Daido Moriyama’s first UK retrospective is a revelation, taking over the Photographers’ Gallery with hundreds of his trademark atmospheric images.

Daido Moriyama

This is the second exhibition of work by a Japanese photographer I’ve seen in London in recent weeks, and both are interesting for how the artists challenge the potential and limits of the medium. But more on this later. First, since today’s exhibition is all about Daido Moriyama (森山 大道, also written as Daidō Moriyama), let’s learn a little more about him.

Daido Moriyama was born in Ikeda in Osaka in 1938. His youth was therefore shaped by the post-war situation in Japan: the American military presence, and a fundamental reshaping of the Japanese economy and society. The mid century was also when a number of (mostly French) street photographers came into prominence. Names which broke out of photographic circles and into the public consciousness, like Henri Cartier-Bresson or William Klein. This movement of photography into the street was an undoubted influence on Moriyama.
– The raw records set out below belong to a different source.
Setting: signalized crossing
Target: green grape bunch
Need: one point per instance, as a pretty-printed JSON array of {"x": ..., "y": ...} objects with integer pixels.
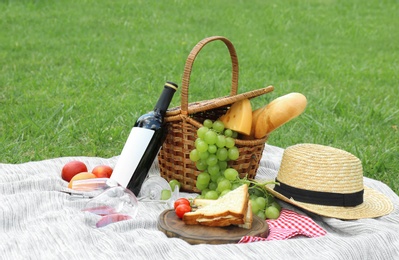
[{"x": 214, "y": 148}]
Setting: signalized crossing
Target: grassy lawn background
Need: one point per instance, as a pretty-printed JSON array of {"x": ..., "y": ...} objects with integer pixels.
[{"x": 74, "y": 75}]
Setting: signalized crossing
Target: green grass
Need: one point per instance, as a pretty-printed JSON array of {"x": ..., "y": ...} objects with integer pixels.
[{"x": 74, "y": 75}]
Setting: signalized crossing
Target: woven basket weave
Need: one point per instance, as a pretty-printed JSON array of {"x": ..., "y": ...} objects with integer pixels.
[{"x": 183, "y": 122}]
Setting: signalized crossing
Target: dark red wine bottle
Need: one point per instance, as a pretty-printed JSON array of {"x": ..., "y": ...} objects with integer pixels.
[{"x": 143, "y": 144}]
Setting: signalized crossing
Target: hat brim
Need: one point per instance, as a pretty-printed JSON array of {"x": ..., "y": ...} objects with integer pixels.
[{"x": 375, "y": 204}]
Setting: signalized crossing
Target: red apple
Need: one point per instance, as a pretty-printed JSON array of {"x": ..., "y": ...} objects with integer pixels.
[
  {"x": 71, "y": 169},
  {"x": 102, "y": 171}
]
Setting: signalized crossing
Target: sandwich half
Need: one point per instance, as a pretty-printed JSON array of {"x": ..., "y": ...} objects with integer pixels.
[{"x": 234, "y": 208}]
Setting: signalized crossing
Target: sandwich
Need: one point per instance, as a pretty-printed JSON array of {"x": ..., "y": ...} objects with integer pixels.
[{"x": 234, "y": 208}]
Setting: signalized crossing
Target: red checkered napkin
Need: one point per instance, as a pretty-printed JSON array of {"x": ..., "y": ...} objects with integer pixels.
[{"x": 289, "y": 224}]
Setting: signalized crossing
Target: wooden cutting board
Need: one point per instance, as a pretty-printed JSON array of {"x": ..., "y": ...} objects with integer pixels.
[{"x": 172, "y": 226}]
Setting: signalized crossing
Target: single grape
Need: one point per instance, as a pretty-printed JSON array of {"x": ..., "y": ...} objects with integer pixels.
[
  {"x": 230, "y": 142},
  {"x": 203, "y": 155},
  {"x": 211, "y": 195},
  {"x": 222, "y": 154},
  {"x": 272, "y": 212},
  {"x": 212, "y": 148},
  {"x": 211, "y": 160},
  {"x": 212, "y": 185},
  {"x": 235, "y": 185},
  {"x": 201, "y": 146},
  {"x": 210, "y": 137},
  {"x": 215, "y": 177},
  {"x": 228, "y": 133},
  {"x": 224, "y": 185},
  {"x": 203, "y": 178},
  {"x": 213, "y": 169},
  {"x": 230, "y": 174},
  {"x": 201, "y": 165},
  {"x": 234, "y": 134},
  {"x": 221, "y": 141},
  {"x": 218, "y": 126},
  {"x": 201, "y": 186},
  {"x": 201, "y": 131},
  {"x": 221, "y": 178},
  {"x": 255, "y": 206},
  {"x": 222, "y": 165},
  {"x": 208, "y": 123},
  {"x": 233, "y": 153}
]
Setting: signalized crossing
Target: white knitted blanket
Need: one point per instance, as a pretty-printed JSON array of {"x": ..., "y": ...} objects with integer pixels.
[{"x": 37, "y": 221}]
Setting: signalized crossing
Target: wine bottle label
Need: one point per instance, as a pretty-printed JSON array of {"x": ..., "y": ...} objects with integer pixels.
[{"x": 132, "y": 152}]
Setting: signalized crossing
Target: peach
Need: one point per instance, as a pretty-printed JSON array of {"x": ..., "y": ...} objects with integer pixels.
[
  {"x": 72, "y": 168},
  {"x": 102, "y": 171},
  {"x": 81, "y": 176}
]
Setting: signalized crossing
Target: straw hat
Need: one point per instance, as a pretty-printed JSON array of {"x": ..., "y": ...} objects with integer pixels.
[{"x": 327, "y": 181}]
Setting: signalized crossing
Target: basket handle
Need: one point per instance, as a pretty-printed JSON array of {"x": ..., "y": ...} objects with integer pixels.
[{"x": 189, "y": 65}]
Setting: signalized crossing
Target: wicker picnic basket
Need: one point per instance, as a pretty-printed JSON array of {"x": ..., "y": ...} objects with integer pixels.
[{"x": 183, "y": 122}]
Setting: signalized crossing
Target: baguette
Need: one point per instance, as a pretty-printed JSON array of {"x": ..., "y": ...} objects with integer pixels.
[{"x": 277, "y": 113}]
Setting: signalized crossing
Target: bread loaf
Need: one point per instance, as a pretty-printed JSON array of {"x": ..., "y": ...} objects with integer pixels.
[{"x": 276, "y": 113}]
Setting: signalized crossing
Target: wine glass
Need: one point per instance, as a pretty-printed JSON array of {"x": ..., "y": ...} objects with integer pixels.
[
  {"x": 157, "y": 189},
  {"x": 112, "y": 205}
]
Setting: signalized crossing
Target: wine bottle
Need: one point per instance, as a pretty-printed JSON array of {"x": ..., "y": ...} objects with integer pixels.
[{"x": 143, "y": 144}]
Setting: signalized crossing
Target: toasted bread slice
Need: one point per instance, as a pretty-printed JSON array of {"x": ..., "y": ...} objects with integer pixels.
[{"x": 233, "y": 208}]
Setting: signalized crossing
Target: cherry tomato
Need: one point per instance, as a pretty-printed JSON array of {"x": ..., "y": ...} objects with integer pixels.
[
  {"x": 182, "y": 209},
  {"x": 181, "y": 201}
]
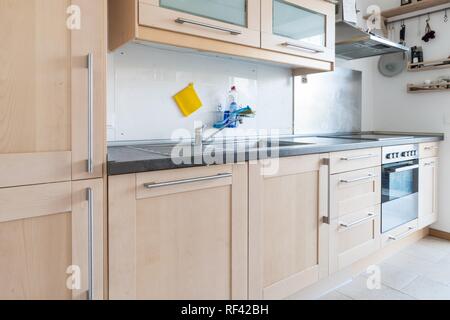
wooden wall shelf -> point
(420, 88)
(413, 7)
(429, 65)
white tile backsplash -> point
(143, 79)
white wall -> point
(142, 81)
(395, 109)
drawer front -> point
(354, 236)
(152, 15)
(354, 160)
(354, 191)
(429, 150)
(399, 233)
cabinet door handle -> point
(371, 216)
(90, 66)
(366, 156)
(369, 177)
(90, 200)
(153, 185)
(302, 47)
(209, 26)
(403, 235)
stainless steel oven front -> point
(400, 186)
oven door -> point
(400, 196)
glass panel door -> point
(297, 23)
(229, 11)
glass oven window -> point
(399, 184)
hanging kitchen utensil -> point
(392, 64)
(403, 33)
(429, 33)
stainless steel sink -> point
(222, 146)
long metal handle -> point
(233, 32)
(90, 200)
(403, 235)
(371, 216)
(302, 47)
(366, 156)
(326, 190)
(90, 65)
(403, 169)
(153, 185)
(369, 177)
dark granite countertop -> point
(137, 157)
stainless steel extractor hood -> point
(354, 43)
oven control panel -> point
(400, 153)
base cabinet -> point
(179, 234)
(44, 241)
(428, 190)
(288, 242)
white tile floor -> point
(419, 272)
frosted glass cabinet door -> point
(236, 21)
(300, 27)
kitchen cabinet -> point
(52, 104)
(355, 206)
(50, 235)
(428, 191)
(299, 27)
(179, 234)
(236, 21)
(288, 240)
(231, 28)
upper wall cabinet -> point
(299, 27)
(236, 21)
(297, 33)
(52, 96)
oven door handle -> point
(403, 169)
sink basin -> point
(222, 146)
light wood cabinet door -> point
(43, 100)
(179, 234)
(236, 21)
(428, 192)
(299, 27)
(45, 247)
(288, 240)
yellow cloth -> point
(188, 100)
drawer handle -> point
(403, 235)
(371, 216)
(366, 156)
(153, 185)
(305, 48)
(207, 25)
(369, 177)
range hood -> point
(353, 43)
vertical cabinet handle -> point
(90, 66)
(90, 200)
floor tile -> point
(395, 277)
(425, 289)
(426, 250)
(335, 295)
(358, 290)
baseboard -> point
(345, 276)
(440, 234)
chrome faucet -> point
(199, 132)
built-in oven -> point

But we are getting ahead of ourselves again. The young Moriyama started out in graphic design. He became interested in photography in his early 20s after purchasing an inexpensive Canon. He worked in the studio of Takeji Iwamiya before moving to Tokyo to join a photographic collective. Vivo aimed to confront the transformation of society in their work: another influence on Moriyama although the group disbanded the same year he moved to join them.


Capturing Life

Moriyama worked for former Vivo member Eikoh Hosoe for a few years, before finally beginning his own path as a photographer. He began to publish photo books in the late 1960s, as well as contributing to photography magazines like Provoke. Provoke popularised a style known as “are, bure, bokeh“, a reclaimed term meaning “grainy/rough, blurry, and out-of-focus.” This term characterises much of Moriyama’s photography: images shot without using the viewfinder, from moving vehicles or in quick succession. When great numbers of these images are presented together, as they are at the Photographers’ Gallery, they give an impression of the pace, confusion, and beautiful chaos of daily life.

Moriyama’s career continues until today. The artist tries to get out to take as many images as he can, and encourages aspiring photographers to do the same. Not to get bogged down in formal rules and processes, but to capture life as it is. Moriyama himself has struggled at times with the limits of the medium. He published Farewell Photography in 1972, a sort of nihilistic breaking down in book form of photography itself. Around this time Moriyama stepped away from the camera, only returning to it at his friends’ urging some years later. He nonetheless has a prolific list of photo books behind him, and has branched out from black and white into colour and moved with alacrity into digital photography.

Throughout all these decades of work, certain motifs and ideas return again and again. Moriyama is constantly pushing the boundaries of photography: what it can capture, and what it can’t. In this, his work reminds me of Hiroshi Sugimoto, subject of the most recent Hayward Gallery exhibition. Both have series in which they photograph reproductions or images, a sort of feeling out of the borders between artifice and reality. There’s an interesting parallel here between Japanese photographers with diametrically opposed styles. In Moriyama’s case this takes the form of a rather Benjaminian habit of making images of images, particularly press and advertising ones.


A UK Retrospective for Daido Moriyama

As well as being the first UK retrospective of Daido Moriyama’s work, this exhibition at the Photographers’ Gallery is also a rare occasion in which all four floors of this institution are given over to the same artist. This is important to give a sense of the volume of images in Moriyama’s archive. It’s also interesting to see different series: there is good information provided on several of these including his inspiration, approach, and method of disseminating each series of work. As visitors we get a good sense of how he photographs his own and other countries. And we can also see the changes over the years: from the 1960s to his responses to our contemporary world.

Ultimately, curator Thyago Nogueira has ticked all the boxes of a good retrospective. The exhibition has a good spread of work to help us to understand its subject. It is visually appealing, holding our interest by varying how the works are presented. There are prints, of course, but also images blown up or reproduced across gallery walls, videos, and slide shows. The artist’s voice is also constantly present: Noguiera wants us to understand Moriyama’s own intentions, rather than imposing his vision too strongly on the works. It’s a great way to get to know more about Moriyama, and may have you wondering why this retrospective has taken so long.